Home > Other > Grand Menteur > Page 10
Grand Menteur Page 10

by Jean Marc Ah-Sen


  You don’t know heartache until someone sullies the reflection in the floor you’ve just shined to sweet and glorious perfection – five will get you ten that’ll get your goat. Or say you got a table to look just right with no cock-ups; before you could say “Bingo!” job well done, someone’s decided to improve the woodwork and your boss is out with his camera to swear evidence against you, damn the trouble of developing the pictures.

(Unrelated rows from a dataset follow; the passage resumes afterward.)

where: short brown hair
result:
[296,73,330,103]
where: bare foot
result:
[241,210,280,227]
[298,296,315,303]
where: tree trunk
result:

Floors and furniture, the photo-man asks himself: “Who the rotten hell gets off on pictures of dirty tables?” If that kind of “thoughtfulness” didn’t breed morosity, then you’ve got water on the brain, my son. I don’t pretend that I’m sculpting an Ivor Lewis, but it’s my work, and to have it all of a sudden scuppered is the same lash of an insult as any other, be it by pen or sacrilege, don’t try to tell me otherwise.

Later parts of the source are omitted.